Member of the Assembly of the Republic
- In office 23 October 2015 – 25 March 2024
- Constituency: Leiria

Personal details
- Born: 3 June 1962 (age 63) Caldas da Rainha, Portugal
- Party: Socialist Party

= António Lacerda Sales =

Portuguese politician

António Lacerda Sales (born 3 June 1962) is a Portuguese politician of the Socialist Party who served as the Secretary of State of Health between 2019 and 2022.

== Political career ==
Lacerda Sales became a deputy in the Assembly of the Republic after being elected in the 2015 legislative election. He was reelected in 2019 and after the election he was appointed Secretary of State of Health by Prime Minister António Costa.

In the 2021 local elections, he became President of the Municipal Assembly of Leiria after winning an absolute majority of seats.

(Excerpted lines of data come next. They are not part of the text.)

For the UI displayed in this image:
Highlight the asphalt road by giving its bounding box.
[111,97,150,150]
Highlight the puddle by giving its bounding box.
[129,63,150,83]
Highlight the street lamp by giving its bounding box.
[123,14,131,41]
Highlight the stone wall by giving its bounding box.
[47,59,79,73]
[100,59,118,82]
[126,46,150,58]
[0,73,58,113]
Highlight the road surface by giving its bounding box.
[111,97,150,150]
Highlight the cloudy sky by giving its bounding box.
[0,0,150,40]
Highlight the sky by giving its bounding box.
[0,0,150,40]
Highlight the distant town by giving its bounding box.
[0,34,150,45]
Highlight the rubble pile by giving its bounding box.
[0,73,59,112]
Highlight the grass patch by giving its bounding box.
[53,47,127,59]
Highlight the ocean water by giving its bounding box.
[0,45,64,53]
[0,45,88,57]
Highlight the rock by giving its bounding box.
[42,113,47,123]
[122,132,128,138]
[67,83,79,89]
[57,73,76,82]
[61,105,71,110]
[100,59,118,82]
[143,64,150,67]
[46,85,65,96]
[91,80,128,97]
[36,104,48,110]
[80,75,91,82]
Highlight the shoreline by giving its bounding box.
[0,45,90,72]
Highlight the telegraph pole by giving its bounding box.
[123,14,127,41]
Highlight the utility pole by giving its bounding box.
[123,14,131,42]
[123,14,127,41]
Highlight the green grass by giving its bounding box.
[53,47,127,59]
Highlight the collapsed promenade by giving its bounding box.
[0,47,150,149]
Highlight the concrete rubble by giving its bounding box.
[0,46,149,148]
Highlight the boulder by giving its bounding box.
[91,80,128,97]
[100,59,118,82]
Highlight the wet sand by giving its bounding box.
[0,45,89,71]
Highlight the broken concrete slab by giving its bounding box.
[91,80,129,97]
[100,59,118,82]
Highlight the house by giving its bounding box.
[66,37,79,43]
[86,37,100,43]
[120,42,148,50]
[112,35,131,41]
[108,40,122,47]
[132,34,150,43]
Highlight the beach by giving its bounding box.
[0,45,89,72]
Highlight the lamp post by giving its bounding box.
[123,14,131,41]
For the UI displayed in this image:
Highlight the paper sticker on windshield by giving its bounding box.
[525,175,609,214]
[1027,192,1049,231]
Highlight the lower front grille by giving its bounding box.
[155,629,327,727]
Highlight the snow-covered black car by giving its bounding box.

In 2022, he was chosen to be the head candidate for the Socialist Party in Leiria, district in which he had been elected in the two previous elections. For the first time in history, the Socialist Party won Leiria, a district that had been won by the PSD since 1975.

After the election, he kept his job as Secretary of State until 13 September 2022, when he resigned after Marta Temido left her position as Minister of Health.

In 2023, he was chosen to be the President of the Inquiry Commission to the Administration of TAP.